Well as it turns out, my adoption curve model shows 2024 as being a critical year for EV adoption in Canada. Plug-ins are expected to reach 15.45% market share this year which means 2024 is a critical year in the transition from “Early Adopters” to the “Early Majority”. Assuming the model continues to hold as it has been for the last six years, Canada is on the cusp of a major transition in how people drive around…and incumbent interests aren’t taking it sitting on their hands.
Oil companies and legacy automakers alike are pretty smart too and have also already figured out the significance that reaching 15% market share will have for the EV transition and they are using their vast resources to protect their oil burning interests. Numerous reports and articles are being circulated trying to convince consumers that electric vehicles are in decline and that they are unsuitable for most regular drivers. These reports are obviously untrue but can be compelling enough to convince potential EV buyers that maybe going electric isn’t for really them. They’re designed to slow the transition to electric (and away from fossil fuels) by attempting to relegate EVs to a technological niche and preventing or at least delaying mainstream adoption. In other words, the “EVs are in decline/don’t work” narrative is trying to convert early majority buyers into late majority or even laggards. If left unchallenged it could kneecap the transition at a crucial point on the adoption curve.

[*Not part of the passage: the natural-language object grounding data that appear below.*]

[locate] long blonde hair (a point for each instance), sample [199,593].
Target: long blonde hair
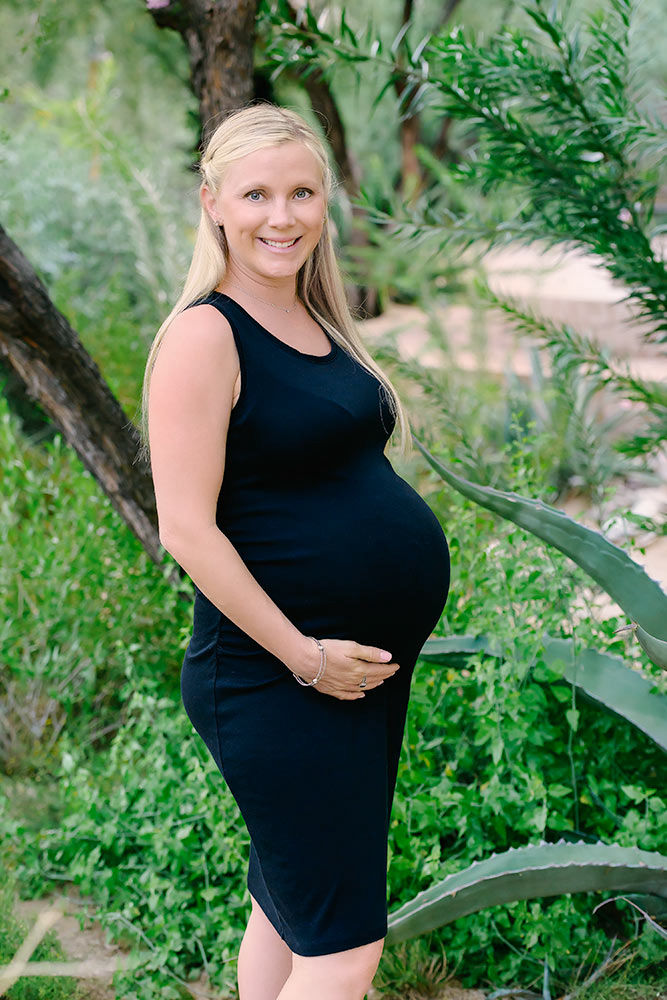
[319,283]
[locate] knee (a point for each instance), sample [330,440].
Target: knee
[347,973]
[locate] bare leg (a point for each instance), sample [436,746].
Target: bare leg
[344,975]
[265,961]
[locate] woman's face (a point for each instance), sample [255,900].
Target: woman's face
[274,194]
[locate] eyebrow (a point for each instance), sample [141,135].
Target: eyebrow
[250,185]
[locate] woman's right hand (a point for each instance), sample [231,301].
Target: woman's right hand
[348,662]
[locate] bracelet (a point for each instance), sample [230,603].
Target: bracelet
[323,663]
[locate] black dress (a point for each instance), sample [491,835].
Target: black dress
[347,550]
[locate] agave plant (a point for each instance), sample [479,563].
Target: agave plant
[551,869]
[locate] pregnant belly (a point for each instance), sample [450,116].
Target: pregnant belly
[367,560]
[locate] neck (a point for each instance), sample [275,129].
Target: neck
[281,293]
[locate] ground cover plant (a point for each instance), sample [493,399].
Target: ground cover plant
[12,934]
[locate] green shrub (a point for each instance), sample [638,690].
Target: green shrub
[79,598]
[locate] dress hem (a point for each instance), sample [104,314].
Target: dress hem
[328,947]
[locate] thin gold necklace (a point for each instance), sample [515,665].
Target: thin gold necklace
[282,308]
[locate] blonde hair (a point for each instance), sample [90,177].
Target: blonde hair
[319,283]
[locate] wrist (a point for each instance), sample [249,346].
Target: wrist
[306,661]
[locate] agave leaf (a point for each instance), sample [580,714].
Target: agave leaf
[655,649]
[607,680]
[625,581]
[526,873]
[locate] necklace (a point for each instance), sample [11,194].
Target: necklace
[282,308]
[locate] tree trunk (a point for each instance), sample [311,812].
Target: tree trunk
[220,38]
[45,352]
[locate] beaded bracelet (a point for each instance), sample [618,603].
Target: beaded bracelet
[323,663]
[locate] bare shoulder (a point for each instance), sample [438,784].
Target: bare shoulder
[200,335]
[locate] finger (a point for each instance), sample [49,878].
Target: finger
[373,654]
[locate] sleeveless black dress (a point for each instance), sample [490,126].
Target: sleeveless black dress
[347,550]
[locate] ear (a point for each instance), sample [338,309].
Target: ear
[209,204]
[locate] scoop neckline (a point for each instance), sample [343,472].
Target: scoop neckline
[317,358]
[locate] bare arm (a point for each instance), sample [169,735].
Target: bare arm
[191,394]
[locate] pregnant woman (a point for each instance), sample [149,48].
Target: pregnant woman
[318,571]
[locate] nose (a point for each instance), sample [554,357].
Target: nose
[281,213]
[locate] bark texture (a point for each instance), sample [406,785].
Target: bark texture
[39,345]
[220,39]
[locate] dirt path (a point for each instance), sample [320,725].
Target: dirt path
[566,287]
[90,943]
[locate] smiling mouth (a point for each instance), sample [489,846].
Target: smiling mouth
[279,244]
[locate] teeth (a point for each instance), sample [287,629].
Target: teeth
[275,243]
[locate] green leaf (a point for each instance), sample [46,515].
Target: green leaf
[625,581]
[526,873]
[607,680]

The data doesn’t support the ‘death of EVs’ narrative of course, the rate of growth in sales of plug-ins is actually increasing year over year – from 43.62% growth in 2022 to 49.38% year over year growth in 2023 – the transition is in fact accelerating. More plug-in vehicles were sold in Canada than ever before with 184,578 new vehicles hitting Canada’s roads in 2023, that’s more than were sold in all the years from 2011 to 2019 combined. This year plug-in sales are expected to reach 272,622 according to my model, over a quarter million new EVs on the road representing 15.45% of all new vehicles. Assuming we clear the tipping point to the “Early Majority” this year, half of all new vehicles sold in Canada by 2028 will have a plug – that’s just four years from now! Only time will tell whether my model will continue to hold going forward. I for one am optimistic. It has now accurately predicted plug-in market share for six years in a row, through a global pandemic and chip shortages, with no signs of slowing down. I’m looking forward to a world ten years from now where all new cars run on electrons instead of chemicals and where emissions from the transportation sector – fully a third of all CO2 emission in Canada – are finally in rapid decline.